Grado de dificultad: 3 (Por el idioma)

Columnista: Roberto

Este artículo está en idioma francés por su especificidad regional, a pesar de su tema tristemente universal.

Gérard Depardieu, comme Johnny Hallyday

Johnny Hallyday, juste en France

Un scandale (les gens adorent ce mot) fait, en ce moment, la une des journaux en France. Il s’agit, une fois de plus, d’une histoire de viol commis par un homme puissant.

Le nom du personnage impliqué n’évoquera sans doute rien pour les non-français : Gérard Depardieu … Mais peut-être suis-je trop sévère avec ma propre patrie.

Voyons : connaissez-vous Johny Hallyday ? Très probablement non plus et pour les mêmes raisons. Chaque pays a ses icônes, totalement inconnus à l’extérieur.

Mauvais garçon créé in-vitro

C’est le cas ici : Johnny Hallyday (Jean Philippe Smet, de son vrai nom) était chanteur. Il chantait, disons, une espèce de Rock pour de faux.

Johnny Hallyday (Jean Philippe Smet) en 1963 - Origen desconocido

Note : il est décédé en 2017.

Il ne composait pas les musiques, n’écrivait pas les paroles (je ne suis même pas certain qu’il les comprenait). Et il ne jouait (correctement) d’aucun instrument de musique.

Son seul apport était un certain air de « mauvais garçon » avec le phrasé et le ton qui allaient avec.

Cette création artificielle de maison de disques était l’idole des Français … Enfin, pas de tous, rassurez-vous.

Gérard Depardieu, dans son propre rôle

Ma théorie est que ses caractéristiques résonnaient avec une certaine peur de la médiocrité instillée par l’éducation française. Ainsi, ses followers – pardon, à l’époque on disait fans – ne se sentaient pas inférieurs à lui (et il était facile à imiter).

Hé bien Gérard Depardieu a beaucoup de points communs avec Jean Philippe Smet, à ceci près qu’il est acteur et toujours vivant.

Précisons que lui chante de façon très médiocre …

Il a été lancé par un film sarcastique-érotique de Bertrand Blier, « Les Valseuses », en 1974.

Trailer obtenu du canal YouTube Cohen Film Collection

Dans cette œuvre volontairement provocatrice, il n’eut pas vraiment besoin de forcer son talent.

En fait, il jouait son propre rôle … Et a continué toute sa carrière sur le même mode.

Un simple prédateur sexuel

Vous aurez aisément compris que je ne suis admirateur ni de Johnny Hallyday ni de Gérard Depardieu. Ce n’est, cependant, pas une raison suffisante pour les pousser sous le train (encore que).

Revenons au début du présent article : Monsieur Depardieu est accusé de multiples agressions sexuelles, incluant un viol :

Note : pardon pour la longueur des titres.

Ce n’est ni une mauvaise blague, ni vraiment une surprise (même si cela a été longtemps caché) …

La justice tranchera

Un appui contreproductif

L’affaire est tellement sérieuse qu’un article de Wikipedia en Français lui est consacré :

Affaire Gérard Depardieu

Et elle l’est, suivant les critères de 2023 (après MeToo). C’est l’aspect tardif de cette prise de conscience collective qui est l’anomalie.

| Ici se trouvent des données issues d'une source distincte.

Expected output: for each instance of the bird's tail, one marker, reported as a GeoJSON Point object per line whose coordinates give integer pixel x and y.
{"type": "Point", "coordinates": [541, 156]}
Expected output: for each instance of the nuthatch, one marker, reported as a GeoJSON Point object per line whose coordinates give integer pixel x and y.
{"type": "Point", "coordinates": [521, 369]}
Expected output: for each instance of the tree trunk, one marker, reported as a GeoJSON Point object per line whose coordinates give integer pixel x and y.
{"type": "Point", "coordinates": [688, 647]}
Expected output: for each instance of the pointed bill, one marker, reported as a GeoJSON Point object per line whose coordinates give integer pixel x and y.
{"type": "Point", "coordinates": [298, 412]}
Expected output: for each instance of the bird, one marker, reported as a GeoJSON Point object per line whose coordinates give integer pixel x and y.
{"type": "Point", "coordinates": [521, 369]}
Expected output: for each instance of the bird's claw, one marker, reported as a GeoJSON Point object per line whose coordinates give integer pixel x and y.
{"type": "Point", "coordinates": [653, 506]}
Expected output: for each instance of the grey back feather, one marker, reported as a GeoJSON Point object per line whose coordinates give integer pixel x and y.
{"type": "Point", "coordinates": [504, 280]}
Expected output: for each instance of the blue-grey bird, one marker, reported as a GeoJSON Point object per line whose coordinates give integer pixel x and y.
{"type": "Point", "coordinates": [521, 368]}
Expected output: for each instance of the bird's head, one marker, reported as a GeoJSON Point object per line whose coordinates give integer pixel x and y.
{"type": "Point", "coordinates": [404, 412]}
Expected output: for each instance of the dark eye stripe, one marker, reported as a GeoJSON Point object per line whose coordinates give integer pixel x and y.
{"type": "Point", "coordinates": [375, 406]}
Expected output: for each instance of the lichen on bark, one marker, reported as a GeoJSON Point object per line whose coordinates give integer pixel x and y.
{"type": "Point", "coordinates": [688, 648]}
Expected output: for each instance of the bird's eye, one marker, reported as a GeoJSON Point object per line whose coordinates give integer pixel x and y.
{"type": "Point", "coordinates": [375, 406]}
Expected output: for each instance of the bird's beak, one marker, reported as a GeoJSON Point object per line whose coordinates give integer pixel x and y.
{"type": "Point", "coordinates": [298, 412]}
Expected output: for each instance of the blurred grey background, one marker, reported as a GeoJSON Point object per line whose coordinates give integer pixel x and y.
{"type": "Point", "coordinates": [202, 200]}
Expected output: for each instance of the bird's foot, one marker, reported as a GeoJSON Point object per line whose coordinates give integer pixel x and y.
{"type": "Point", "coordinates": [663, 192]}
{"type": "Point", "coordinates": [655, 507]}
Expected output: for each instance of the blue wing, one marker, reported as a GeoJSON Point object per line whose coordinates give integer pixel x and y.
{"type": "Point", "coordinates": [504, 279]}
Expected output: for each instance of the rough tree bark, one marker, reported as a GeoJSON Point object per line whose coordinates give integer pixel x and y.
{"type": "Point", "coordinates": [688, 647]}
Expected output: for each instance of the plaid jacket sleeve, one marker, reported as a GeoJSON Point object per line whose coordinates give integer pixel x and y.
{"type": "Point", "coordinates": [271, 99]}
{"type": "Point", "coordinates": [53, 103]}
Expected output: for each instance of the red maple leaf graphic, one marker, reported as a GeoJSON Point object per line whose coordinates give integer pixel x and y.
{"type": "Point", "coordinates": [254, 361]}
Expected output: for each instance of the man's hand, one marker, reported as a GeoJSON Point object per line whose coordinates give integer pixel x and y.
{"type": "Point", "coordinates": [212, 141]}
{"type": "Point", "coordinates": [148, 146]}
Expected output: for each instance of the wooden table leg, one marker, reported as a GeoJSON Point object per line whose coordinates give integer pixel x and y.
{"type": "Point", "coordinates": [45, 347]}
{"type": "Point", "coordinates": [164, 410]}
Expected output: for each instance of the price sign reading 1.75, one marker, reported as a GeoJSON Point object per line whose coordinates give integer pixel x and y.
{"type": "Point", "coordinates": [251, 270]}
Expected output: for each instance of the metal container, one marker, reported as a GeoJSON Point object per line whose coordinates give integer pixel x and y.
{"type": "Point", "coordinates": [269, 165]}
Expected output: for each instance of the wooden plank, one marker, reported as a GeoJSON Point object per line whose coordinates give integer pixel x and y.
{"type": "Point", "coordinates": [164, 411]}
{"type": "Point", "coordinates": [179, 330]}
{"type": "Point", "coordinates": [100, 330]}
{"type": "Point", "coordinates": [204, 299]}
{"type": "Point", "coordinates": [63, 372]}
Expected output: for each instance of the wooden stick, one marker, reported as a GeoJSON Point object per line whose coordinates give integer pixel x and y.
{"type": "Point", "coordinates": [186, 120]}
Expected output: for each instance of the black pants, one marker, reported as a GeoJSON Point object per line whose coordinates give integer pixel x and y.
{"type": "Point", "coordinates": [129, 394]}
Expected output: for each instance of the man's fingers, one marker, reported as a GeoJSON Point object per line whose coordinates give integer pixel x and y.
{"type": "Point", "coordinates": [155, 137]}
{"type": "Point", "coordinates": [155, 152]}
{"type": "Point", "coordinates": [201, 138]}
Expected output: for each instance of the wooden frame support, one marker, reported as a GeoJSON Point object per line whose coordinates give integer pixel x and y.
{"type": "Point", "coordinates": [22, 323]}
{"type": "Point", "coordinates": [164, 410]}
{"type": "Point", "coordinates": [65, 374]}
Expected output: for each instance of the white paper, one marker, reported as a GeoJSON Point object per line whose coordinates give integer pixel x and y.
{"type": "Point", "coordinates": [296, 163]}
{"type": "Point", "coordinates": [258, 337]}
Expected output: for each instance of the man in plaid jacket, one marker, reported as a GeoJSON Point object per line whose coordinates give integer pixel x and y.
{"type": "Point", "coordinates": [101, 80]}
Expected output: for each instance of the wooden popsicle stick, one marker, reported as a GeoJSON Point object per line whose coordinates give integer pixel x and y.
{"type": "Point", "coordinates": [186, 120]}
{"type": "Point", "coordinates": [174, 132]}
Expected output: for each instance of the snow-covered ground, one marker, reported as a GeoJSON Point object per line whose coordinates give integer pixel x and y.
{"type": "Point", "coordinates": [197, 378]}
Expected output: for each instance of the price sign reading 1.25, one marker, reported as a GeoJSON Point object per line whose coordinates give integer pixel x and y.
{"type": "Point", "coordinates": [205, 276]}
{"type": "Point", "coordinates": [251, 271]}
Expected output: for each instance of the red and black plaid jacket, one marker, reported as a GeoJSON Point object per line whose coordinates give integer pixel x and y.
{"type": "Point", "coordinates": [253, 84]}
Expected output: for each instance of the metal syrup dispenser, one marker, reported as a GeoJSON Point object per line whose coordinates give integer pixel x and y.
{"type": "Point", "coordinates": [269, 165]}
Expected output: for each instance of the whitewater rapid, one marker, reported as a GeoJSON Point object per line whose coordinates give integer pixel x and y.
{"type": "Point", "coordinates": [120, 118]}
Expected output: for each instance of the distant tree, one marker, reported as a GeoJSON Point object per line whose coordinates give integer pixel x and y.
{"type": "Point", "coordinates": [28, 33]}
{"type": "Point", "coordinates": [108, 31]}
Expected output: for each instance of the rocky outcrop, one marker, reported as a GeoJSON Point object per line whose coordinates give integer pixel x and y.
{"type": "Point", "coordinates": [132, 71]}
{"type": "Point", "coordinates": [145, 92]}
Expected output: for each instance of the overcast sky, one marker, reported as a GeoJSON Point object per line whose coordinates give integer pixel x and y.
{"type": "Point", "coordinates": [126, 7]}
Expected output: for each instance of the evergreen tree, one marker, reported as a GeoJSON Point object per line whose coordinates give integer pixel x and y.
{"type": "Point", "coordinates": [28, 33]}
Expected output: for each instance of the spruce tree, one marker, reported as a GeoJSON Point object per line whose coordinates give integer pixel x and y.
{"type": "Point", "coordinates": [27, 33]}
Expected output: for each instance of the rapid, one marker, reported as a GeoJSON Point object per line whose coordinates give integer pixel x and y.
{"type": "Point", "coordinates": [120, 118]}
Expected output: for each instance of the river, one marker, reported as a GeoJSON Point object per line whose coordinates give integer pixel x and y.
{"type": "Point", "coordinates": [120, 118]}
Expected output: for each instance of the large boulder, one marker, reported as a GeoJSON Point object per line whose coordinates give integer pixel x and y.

Il y a même une pétition en faveur de l’individu :

Propos obscènes de Gérard Depardieu : des artistes dénoncent un “lynchage” médiatique

Ironiquement, il me semble que ce que disent ces personnalité prestigieuses (en France, du moins), l’enfonce plus que ne l’aide.

Car il ne s’agit pas seulement de propos obscènes … Et d’autres professionnels ont une mémoire « différente » de ces évènements.

Mal barrés

La justice tranchera (et je le vois mal barré).

Au-delà de ce remue-ménage, il y a un aspect plus relevant que les autres à cet évènement.

Voir tous ces gens s’accrocher à des symboles d’un passé qui mérite d’être réformé est déprimant et inquiétant. La réflexion est-elle une activité en voie de disparition en France ?

Le fait que notre grand ami Manu vole au secours du « pauvre » Gérard Depardieu est symptomatique :

Affaire Gérard Depardieu : Emmanuel Macron évoque “une chasse à l’homme” et un acteur qui “rend fière la France”

Quel dommage que cette chasse à l’homme soit le fait de la justice française, n’est-ce pas Manu Monsieur le président ?

Comme on dit chez moi : “mejor malo conocido que bueno para conocer”.

Voilà une attitude peu digne de l’élite intellectuelle d’un pays.